The Form Medical Record is a fundamental document used in Swiss healthcare settings to maintain accurate and compliant patient medical information. It is designed to meet the requirements of Swiss federal and cantonal healthcare regulations, including data protection laws and electronic health record standards. This document is essential when establishing or updating patient records in any Swiss healthcare facility, whether it's a hospital, clinic, or private practice. The form includes mandatory sections for patient identification, medical history, current health status, and consent declarations, along with optional sections for specialized care requirements. It serves as both a legal document and a practical tool for healthcare providers, ensuring continuity of care while maintaining compliance with Swiss medical documentation standards.

What sections should be included in a Form Medical Record?
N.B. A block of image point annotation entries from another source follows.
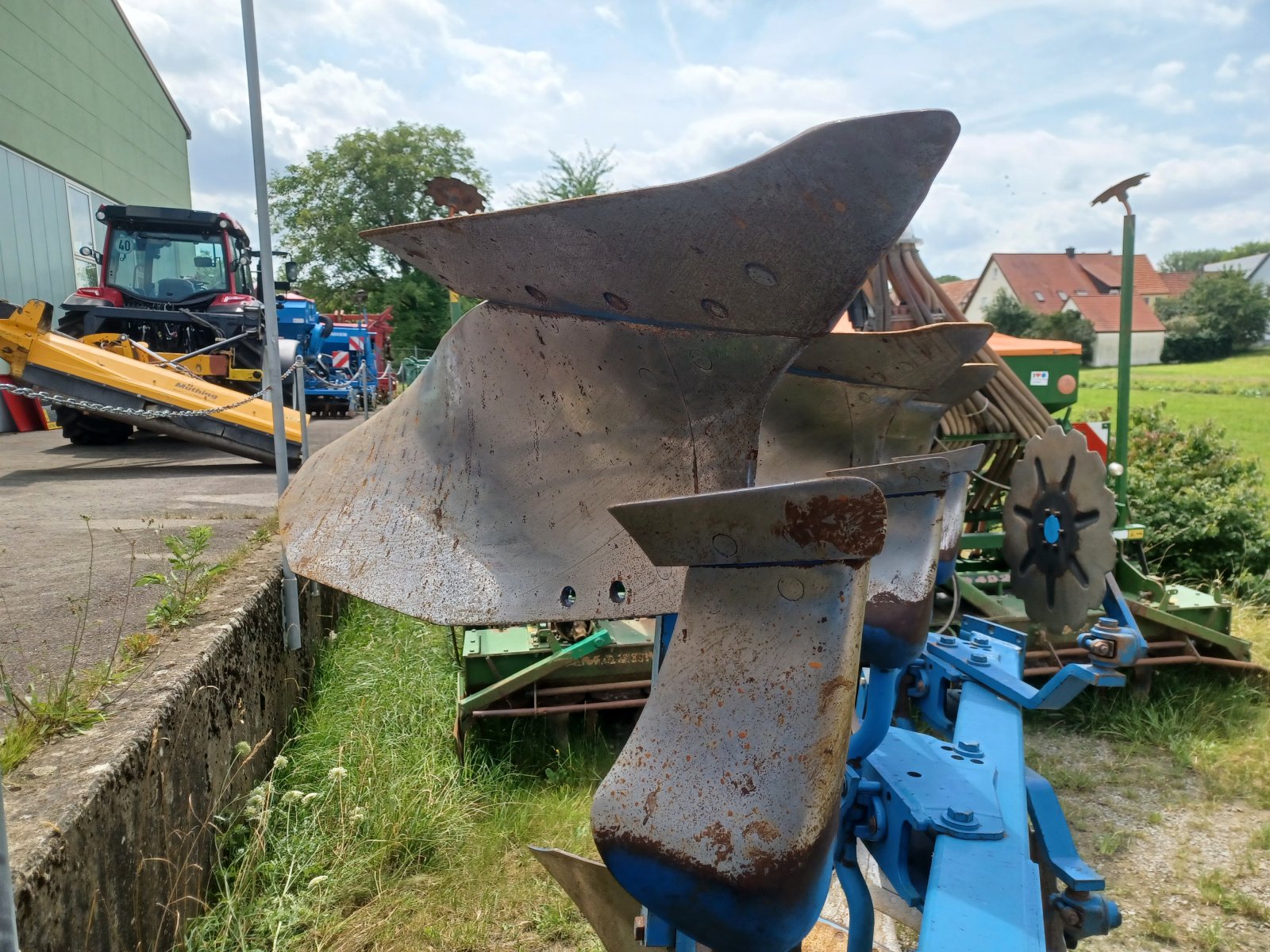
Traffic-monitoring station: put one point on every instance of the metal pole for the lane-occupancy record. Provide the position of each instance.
(302, 410)
(8, 912)
(273, 371)
(1122, 405)
(366, 351)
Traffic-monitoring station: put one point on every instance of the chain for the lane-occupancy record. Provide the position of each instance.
(88, 406)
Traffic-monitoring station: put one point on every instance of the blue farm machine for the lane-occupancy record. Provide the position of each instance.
(328, 389)
(649, 418)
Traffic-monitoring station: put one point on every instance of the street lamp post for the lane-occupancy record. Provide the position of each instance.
(1121, 470)
(273, 370)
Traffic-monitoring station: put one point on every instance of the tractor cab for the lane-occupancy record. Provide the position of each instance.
(175, 285)
(164, 258)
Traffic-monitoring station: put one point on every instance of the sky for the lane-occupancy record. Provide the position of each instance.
(1058, 99)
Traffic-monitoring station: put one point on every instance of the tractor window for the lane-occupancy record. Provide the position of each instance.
(243, 273)
(167, 266)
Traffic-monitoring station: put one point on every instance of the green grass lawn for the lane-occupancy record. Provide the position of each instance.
(1225, 391)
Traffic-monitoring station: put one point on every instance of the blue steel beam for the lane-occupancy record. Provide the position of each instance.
(987, 894)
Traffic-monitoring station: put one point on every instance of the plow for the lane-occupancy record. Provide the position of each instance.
(651, 435)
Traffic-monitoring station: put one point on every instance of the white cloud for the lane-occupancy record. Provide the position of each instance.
(755, 84)
(609, 14)
(315, 106)
(944, 14)
(1230, 67)
(710, 8)
(1160, 93)
(516, 75)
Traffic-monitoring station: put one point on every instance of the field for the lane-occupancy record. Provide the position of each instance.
(371, 837)
(1235, 393)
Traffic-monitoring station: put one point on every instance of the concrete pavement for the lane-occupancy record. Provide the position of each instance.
(65, 582)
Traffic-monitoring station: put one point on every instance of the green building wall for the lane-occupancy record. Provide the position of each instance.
(78, 95)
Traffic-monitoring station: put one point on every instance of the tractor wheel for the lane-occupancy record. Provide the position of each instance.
(88, 431)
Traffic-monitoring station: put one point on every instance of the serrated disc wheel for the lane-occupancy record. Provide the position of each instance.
(1058, 520)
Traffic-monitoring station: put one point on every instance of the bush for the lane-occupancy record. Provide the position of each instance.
(1191, 340)
(1206, 514)
(1066, 325)
(1009, 317)
(1218, 314)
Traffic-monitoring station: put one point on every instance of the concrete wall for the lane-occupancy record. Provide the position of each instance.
(111, 831)
(79, 97)
(990, 285)
(1146, 348)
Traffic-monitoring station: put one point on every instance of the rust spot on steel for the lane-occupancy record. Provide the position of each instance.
(841, 522)
(721, 837)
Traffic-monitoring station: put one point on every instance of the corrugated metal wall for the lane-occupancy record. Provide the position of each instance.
(36, 254)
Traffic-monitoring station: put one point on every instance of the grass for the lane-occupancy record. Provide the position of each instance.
(1210, 721)
(1230, 391)
(78, 698)
(371, 835)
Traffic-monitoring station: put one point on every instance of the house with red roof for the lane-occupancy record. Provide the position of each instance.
(1089, 285)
1. Patient Information: Basic identification details including name, date of birth, insurance information, and contact details

2. Emergency Contacts: Contact information for next of kin or legal representatives

3. Current Medical Status: Present health condition, vital signs, and current medications

4. Medical History: Comprehensive history including past illnesses, surgeries, and family medical history

5. Allergies and Reactions: Documentation of known allergies, adverse reactions, and contraindications

6. Vaccination Record: Record of immunizations and vaccination dates

7. Current Medications: List of current prescriptions, dosages, and over-the-counter medications

8. Privacy Notice: Information about data protection rights and usage of medical information

9. Consent Declaration: Patient's consent for treatment and data processing

What sections are optional to include in a Form Medical Record?
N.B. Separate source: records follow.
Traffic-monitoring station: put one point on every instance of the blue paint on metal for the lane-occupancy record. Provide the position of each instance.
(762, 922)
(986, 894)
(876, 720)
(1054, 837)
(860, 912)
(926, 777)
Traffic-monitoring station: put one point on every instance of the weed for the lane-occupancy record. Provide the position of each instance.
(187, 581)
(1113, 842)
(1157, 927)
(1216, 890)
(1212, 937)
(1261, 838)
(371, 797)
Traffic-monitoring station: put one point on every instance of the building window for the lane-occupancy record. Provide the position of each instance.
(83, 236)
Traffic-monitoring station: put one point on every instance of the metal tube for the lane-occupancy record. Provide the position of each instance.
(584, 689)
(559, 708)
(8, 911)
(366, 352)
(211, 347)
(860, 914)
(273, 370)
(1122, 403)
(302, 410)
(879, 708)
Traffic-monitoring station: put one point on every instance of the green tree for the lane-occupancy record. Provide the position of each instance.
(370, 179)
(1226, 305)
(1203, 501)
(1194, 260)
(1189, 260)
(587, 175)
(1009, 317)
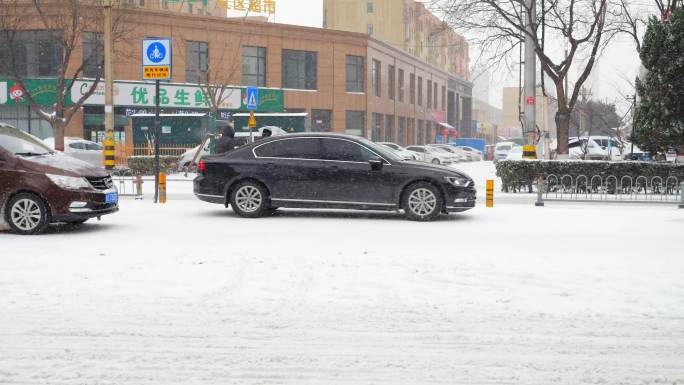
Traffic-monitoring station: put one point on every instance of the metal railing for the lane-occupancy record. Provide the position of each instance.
(610, 189)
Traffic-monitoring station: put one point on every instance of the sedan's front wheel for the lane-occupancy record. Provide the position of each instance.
(249, 200)
(422, 202)
(27, 214)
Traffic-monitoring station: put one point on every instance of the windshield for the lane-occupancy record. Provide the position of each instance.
(18, 142)
(381, 150)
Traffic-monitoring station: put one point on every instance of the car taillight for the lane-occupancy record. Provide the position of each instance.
(202, 166)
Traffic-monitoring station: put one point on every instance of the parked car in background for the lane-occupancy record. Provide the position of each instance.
(329, 171)
(431, 155)
(40, 186)
(456, 155)
(502, 149)
(515, 153)
(401, 151)
(475, 154)
(81, 149)
(611, 146)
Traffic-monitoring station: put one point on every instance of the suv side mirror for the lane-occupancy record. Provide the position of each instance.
(376, 163)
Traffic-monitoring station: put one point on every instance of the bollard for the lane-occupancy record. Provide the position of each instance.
(162, 188)
(490, 193)
(138, 187)
(540, 192)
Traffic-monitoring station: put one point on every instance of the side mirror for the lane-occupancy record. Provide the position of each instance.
(376, 163)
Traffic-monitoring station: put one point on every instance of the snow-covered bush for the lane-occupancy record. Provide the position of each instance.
(521, 175)
(144, 165)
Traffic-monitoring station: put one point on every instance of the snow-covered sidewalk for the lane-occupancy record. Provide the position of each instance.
(188, 293)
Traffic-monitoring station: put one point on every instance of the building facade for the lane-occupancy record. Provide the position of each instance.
(403, 24)
(341, 81)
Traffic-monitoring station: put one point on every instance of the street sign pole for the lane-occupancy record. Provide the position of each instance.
(157, 134)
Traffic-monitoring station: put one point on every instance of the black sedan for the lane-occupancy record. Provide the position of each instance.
(329, 171)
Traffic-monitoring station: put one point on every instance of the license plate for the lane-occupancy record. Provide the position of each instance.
(111, 197)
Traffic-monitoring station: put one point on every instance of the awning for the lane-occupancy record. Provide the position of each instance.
(272, 114)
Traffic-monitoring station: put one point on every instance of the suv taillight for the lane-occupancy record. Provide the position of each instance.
(202, 166)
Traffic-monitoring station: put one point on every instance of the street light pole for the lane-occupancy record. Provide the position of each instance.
(109, 85)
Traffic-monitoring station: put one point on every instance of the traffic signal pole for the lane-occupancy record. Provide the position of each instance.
(109, 143)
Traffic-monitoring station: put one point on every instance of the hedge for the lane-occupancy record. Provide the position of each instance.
(518, 175)
(144, 165)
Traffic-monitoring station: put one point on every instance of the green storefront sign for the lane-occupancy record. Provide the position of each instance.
(43, 92)
(137, 94)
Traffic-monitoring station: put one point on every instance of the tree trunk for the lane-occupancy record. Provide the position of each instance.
(563, 132)
(58, 130)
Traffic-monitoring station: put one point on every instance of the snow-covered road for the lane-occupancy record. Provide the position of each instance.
(188, 293)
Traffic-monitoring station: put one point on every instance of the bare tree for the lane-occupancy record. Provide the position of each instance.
(64, 24)
(567, 34)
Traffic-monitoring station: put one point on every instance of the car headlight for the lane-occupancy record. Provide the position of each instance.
(457, 181)
(69, 182)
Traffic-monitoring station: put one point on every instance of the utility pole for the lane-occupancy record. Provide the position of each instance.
(109, 88)
(530, 74)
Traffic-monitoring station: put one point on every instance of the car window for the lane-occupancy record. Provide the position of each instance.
(93, 147)
(16, 142)
(344, 150)
(294, 148)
1. Specialist Consultations: For patients requiring specialist care - records of referrals and specialist opinions

2. Chronic Disease Management: For patients with chronic conditions - detailed monitoring and management plans

3. Mental Health Assessment: When mental health care is provided - psychological evaluations and treatment notes

4. Pregnancy Record: For pregnant patients - prenatal care details and monitoring

5. Pediatric Development: For children - growth charts and developmental milestones

6. Occupational Health: For work-related health monitoring - occupational exposure and assessments

What schedules should be included in a Form Medical Record?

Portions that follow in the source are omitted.